様々な教本にも乗り、国語などのテスト問題にもよく多用される童話だ。教養ある者であれば一度は必ず眼を通した事があるだろう程の認知度を誇る。
「神性を纏う獣ですか。実に興味深い話ではありましたが、人の為に己の灯火を捨てるなど愚者の行いです。天上の力を宿す者ならば人の世に干渉するのではなく傍観しなければなりません。」
「私は賢狼さんよりも少女が愚者であると思うのですよねぇ。命を助けたとしても所詮は残り数年という短い命。不治の病ならば現実を受け止め祖母の死を受け入れなければならないのです。もっとも私なら、自身の手で救済をしますけどね、ふふ♪あ、私にもお願いしますね、」
ディアーナの意見に対し、若干ドン引きとして表情を見せる青年。その表情を察してか嬉しそうに赤面し悶る聖女。

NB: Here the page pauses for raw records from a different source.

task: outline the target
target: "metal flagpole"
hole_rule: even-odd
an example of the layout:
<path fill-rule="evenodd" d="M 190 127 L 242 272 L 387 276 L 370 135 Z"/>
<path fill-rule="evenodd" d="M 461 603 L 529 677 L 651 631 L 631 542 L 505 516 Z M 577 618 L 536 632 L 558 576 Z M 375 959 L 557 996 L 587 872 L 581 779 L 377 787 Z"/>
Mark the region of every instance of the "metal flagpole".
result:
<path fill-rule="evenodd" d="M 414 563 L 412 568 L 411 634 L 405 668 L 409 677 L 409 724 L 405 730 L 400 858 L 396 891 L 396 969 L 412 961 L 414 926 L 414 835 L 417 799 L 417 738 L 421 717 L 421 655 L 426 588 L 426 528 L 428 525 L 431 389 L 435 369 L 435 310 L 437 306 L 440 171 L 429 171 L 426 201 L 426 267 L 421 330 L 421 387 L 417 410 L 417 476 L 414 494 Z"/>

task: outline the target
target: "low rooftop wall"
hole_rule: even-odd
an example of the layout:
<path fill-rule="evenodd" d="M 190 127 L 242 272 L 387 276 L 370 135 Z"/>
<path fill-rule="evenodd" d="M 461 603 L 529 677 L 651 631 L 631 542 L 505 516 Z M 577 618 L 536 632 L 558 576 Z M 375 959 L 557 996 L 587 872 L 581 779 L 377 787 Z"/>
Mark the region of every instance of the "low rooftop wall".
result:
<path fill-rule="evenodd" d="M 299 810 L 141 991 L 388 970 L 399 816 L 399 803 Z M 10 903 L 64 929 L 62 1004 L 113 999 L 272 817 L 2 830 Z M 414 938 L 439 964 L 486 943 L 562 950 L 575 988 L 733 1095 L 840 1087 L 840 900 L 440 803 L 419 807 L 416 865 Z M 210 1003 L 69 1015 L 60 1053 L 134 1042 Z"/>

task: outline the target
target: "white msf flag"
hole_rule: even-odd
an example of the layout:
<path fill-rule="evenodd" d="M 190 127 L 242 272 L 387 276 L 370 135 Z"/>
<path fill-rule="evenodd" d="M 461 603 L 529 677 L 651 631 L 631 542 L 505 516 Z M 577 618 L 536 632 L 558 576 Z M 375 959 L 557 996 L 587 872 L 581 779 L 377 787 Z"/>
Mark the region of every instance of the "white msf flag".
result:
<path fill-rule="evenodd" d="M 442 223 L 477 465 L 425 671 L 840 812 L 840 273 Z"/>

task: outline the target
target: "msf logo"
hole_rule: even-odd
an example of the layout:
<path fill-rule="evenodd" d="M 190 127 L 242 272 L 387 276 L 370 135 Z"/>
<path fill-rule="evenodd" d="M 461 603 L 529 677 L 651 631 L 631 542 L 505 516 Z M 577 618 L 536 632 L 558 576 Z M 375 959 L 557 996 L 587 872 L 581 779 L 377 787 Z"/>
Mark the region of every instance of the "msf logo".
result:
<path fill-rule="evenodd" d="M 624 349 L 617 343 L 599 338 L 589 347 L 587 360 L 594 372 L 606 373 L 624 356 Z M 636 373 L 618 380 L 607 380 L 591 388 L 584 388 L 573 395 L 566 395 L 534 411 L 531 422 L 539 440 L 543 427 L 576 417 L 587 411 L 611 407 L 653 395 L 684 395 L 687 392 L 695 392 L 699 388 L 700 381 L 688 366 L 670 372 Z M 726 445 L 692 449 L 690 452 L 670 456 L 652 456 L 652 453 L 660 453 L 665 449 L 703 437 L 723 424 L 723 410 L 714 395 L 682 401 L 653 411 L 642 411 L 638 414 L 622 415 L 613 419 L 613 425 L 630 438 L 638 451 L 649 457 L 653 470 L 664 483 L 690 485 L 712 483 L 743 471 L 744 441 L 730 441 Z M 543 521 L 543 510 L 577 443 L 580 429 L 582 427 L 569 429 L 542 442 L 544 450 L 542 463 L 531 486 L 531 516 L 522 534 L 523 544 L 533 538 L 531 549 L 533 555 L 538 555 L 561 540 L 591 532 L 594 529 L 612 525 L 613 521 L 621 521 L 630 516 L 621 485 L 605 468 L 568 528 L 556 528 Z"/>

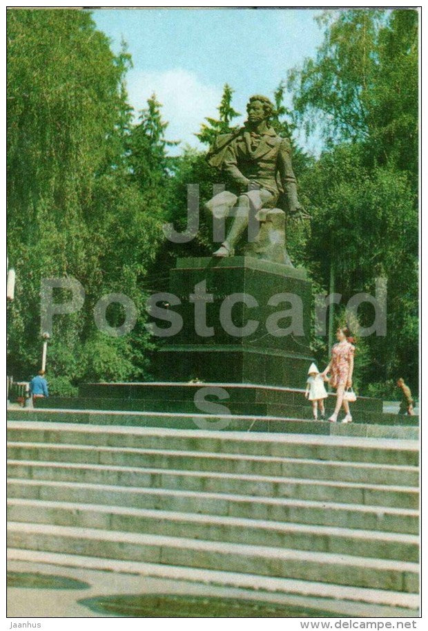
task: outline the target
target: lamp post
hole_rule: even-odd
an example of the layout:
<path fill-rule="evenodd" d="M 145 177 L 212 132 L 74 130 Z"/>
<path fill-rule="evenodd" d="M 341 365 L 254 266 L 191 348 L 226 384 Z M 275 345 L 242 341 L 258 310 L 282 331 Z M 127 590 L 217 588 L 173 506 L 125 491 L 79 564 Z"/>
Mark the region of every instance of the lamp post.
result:
<path fill-rule="evenodd" d="M 43 339 L 43 350 L 41 352 L 41 370 L 46 370 L 46 355 L 48 354 L 48 340 L 50 339 L 49 333 L 42 333 L 41 339 Z"/>

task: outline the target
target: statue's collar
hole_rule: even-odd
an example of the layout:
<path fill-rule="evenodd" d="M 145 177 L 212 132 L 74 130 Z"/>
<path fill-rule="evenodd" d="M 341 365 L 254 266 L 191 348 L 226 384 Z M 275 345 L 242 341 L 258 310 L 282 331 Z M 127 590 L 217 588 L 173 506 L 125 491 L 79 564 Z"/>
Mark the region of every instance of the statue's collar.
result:
<path fill-rule="evenodd" d="M 243 127 L 243 131 L 248 132 L 249 133 L 251 133 L 251 130 L 250 129 L 250 128 L 248 125 L 244 124 L 244 127 Z M 268 127 L 265 131 L 263 131 L 262 133 L 258 134 L 258 135 L 260 135 L 260 137 L 275 136 L 276 132 L 275 132 L 275 129 L 273 129 L 273 127 Z"/>

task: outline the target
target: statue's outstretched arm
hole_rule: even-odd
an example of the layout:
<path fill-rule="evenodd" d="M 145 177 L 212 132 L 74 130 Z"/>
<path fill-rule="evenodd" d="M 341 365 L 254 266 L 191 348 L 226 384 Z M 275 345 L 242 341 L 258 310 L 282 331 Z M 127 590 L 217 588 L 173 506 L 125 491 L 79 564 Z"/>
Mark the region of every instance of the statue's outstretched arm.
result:
<path fill-rule="evenodd" d="M 287 201 L 287 209 L 292 216 L 299 215 L 302 218 L 309 216 L 300 205 L 298 196 L 298 187 L 291 163 L 290 141 L 284 138 L 281 142 L 278 153 L 278 169 L 284 194 Z"/>

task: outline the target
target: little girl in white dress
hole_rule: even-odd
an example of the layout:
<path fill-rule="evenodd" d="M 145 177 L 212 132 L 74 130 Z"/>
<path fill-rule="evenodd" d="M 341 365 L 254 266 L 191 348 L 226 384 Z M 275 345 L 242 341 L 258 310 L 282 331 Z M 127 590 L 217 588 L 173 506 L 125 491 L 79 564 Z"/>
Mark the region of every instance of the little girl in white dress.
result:
<path fill-rule="evenodd" d="M 324 379 L 320 375 L 318 369 L 313 362 L 309 367 L 308 375 L 309 376 L 307 382 L 304 396 L 312 402 L 312 412 L 314 420 L 316 421 L 318 418 L 318 405 L 320 406 L 320 417 L 322 419 L 324 419 L 324 399 L 327 399 L 329 395 L 324 385 Z"/>

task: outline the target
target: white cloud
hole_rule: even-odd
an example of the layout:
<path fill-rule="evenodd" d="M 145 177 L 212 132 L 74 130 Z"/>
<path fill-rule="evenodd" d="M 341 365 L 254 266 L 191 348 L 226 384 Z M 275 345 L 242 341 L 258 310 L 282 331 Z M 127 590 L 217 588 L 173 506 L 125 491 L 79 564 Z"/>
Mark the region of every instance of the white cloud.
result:
<path fill-rule="evenodd" d="M 206 116 L 216 117 L 222 87 L 204 83 L 195 73 L 181 68 L 164 72 L 131 70 L 127 76 L 129 102 L 135 112 L 146 106 L 147 99 L 155 93 L 162 104 L 162 116 L 169 123 L 168 140 L 181 140 L 200 147 L 193 135 L 200 131 Z"/>

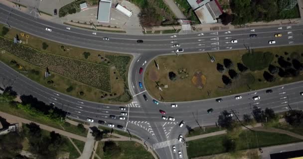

さらにドン引きしたのは言うまでもないことだろう。
「なぁ、何処にむかってるんだ?」
二人に連れられ、かれこれ二時間は移動している。既に時刻は深夜の二時と遅い時間で、正直な話帰りたかった。
「明日大学あるんだけど、先に帰っていい?」
違和感を確かに感じはしたが二人に任せればなんとかなるだろう。
「_____着きました。」
「ねぇ、聞いてる?」
長い灯篭階段。何処かの神社だろうか。
「さ、行きましょうか♪」
「此処で待ってるから二人で行ってきて下さい、どうぞ。」
二時間も深夜徘徊した挙句、こんなクソ長い神社の階段など上がれるか。
「ってうわぁ!!!引っ張るな!!!」
ルキフェルにより引き摺られる形で階段を上り始める。何とか離して貰い歩き始めるが、本当にきつい。
「_____ルキフェルさん、上に二人はいますね。」
「えぇ、貴方は人間の方の相手をしなさい。私は獣を相手します。」
えぇ............戦闘するんですか?絶対に下に残っていた方が良かったじゃないですかぁ!!とは言えず黙って後ろを歩く。
『一つ、申し上げましょう。私が死した場合はジョンを連れ離脱しなさい。もし逃げられないのであらば、その身を犠牲にしてでもジョンだけは逃がしなさい。』
『ふふ♪それを私に言いますかぁ、ルキフェルさぁん♪言われなくてもジョン副団長だけはこの身に変えてでも守ります。だから安心して下さい。』
(その為に私がこの世界に召喚されたのですから_____)
青年に聞こえないように思念を飛ばし会話をするルキフェルとディアーナ。彼らにとって青年こそがこの『現実世界』に置いて生きる糧であるのだ。故に行動する際は常に側に置いておきたかった。